«И дьявол бы с ним, – весело подумал Михаил, еще не остывший от горячки схватки и очень, ну просто очень довольный своими орлами. – Жалеть-то такую калошу! Вон нам трофей какой достался! Одного навигационного оборудования на… Даже подсчитать не могу! Ничего, кому следует, тот подсчитает. А вот эту машинку, – он наклонился и поднял с палубы пистолет, – я не отдам! Приберу себе в качестве трофея, имею право! Нет, ну богато живут, зар-разы, а?! Ишь ты, "гренделл-р12". Кобура на лодыжке крепится, полуавтоматический, тридцать восьмой калибр, обойма на двенадцать патронов… Красавец какой! Или Сереге подарю, вот кто заслужил! Какой Полундра все же молодец, ведь успела эта сволочь узкоглазая свою мину рвануть, вон какой нехилый столбик выкинуло… Если бы не Павлов, то имели бы мы мой родной Байкал мертвехоньким. Бр-р-р… Подумать страшно. А Полундра всю ночь вкалывал, как проклятый, ртуть из вертолета вытаскивал, и не как-нибудь, а с миной под боком, а сегодня с утреца такое родео устроил. Нет, двужильный он мужик, право слово, двужильный. Хорошо, что я ему поверил, помог вовремя, иначе сейчас оставалось бы только застрелиться от позора».

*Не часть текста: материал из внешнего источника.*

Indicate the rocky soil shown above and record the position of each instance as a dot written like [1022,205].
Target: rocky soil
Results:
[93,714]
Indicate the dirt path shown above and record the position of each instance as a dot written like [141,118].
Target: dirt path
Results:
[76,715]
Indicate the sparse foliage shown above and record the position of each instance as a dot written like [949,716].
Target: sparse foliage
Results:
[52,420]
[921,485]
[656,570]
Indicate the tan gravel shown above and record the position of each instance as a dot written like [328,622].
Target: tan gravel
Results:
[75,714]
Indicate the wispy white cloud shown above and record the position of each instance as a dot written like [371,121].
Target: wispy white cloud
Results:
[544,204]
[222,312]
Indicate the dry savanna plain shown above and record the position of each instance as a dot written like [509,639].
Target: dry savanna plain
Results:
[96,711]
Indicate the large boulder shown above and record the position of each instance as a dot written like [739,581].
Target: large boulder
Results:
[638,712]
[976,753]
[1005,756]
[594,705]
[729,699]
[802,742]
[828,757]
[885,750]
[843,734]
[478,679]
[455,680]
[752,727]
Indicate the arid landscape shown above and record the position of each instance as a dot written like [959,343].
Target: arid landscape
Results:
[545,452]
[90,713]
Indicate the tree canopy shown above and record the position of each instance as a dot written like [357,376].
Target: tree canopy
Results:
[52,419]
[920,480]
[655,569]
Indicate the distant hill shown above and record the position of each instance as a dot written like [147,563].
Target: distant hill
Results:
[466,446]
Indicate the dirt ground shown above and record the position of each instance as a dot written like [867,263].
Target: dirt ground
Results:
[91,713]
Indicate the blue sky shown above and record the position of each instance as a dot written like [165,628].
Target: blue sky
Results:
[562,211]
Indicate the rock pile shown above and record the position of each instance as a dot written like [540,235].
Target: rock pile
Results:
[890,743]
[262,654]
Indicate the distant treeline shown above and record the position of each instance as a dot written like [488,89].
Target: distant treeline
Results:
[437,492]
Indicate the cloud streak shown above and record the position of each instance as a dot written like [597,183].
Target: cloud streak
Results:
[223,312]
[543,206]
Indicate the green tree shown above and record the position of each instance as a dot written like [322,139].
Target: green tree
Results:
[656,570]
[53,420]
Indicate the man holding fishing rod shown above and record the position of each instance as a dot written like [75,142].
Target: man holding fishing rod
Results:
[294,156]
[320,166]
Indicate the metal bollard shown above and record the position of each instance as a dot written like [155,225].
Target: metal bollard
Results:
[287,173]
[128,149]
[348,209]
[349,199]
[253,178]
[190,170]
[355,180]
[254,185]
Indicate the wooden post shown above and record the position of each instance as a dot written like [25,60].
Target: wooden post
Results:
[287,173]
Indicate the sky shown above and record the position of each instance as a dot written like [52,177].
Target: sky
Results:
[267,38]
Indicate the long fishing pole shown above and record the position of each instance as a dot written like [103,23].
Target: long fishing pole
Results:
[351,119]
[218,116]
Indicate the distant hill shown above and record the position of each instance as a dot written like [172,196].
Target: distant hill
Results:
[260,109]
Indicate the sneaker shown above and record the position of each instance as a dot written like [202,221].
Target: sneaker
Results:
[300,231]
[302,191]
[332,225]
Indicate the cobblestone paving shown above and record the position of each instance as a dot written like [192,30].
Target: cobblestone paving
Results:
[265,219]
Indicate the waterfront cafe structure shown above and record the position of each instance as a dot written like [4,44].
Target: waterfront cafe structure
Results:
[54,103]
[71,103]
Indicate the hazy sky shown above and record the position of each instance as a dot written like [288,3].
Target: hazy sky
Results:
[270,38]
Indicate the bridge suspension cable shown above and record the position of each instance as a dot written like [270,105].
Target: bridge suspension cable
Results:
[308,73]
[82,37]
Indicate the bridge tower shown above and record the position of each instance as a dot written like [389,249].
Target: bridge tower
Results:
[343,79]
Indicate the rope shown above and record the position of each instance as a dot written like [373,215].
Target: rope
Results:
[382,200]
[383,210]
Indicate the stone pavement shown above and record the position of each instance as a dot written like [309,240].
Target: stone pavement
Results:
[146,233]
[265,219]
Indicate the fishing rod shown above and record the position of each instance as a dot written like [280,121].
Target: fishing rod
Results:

В ста метрах от захваченной китайской шхуны на поверхности Байкала наблюдалось странное шевеление. Михаил присмотрелся внимательнее: ага! Все понятно. Некто вцепился одной рукой в шнур, опоясывающий бортик резиновой спасательной лодочки, а другой отчаянно машет: спасите, мол! Кто бы это мог быть? Нет, почему перевернулась резинка – это как раз дело ясное: долбанул подводный взрыв, пошла поверхностная волна, своего рода маленькое цунами, вот и плавает лодочка днищем кверху. Но откуда она вообще посередь Байкала взялась? Да еще в таком интересном месте и в такое любопытное время?
Кракен свистнул двоих своих ребят, молча кивнул в сторону непонятного явления. Тут же завизжали тали, шлюпка с двумя морскими пехотинцами понеслась к оранжевому пятну.
Когда через десять минут морские пехотинцы, бережно поддерживая под руки, доставили на борт шхуны спасенного, Михаил Никифоров чуть на палубу от изумления не уселся.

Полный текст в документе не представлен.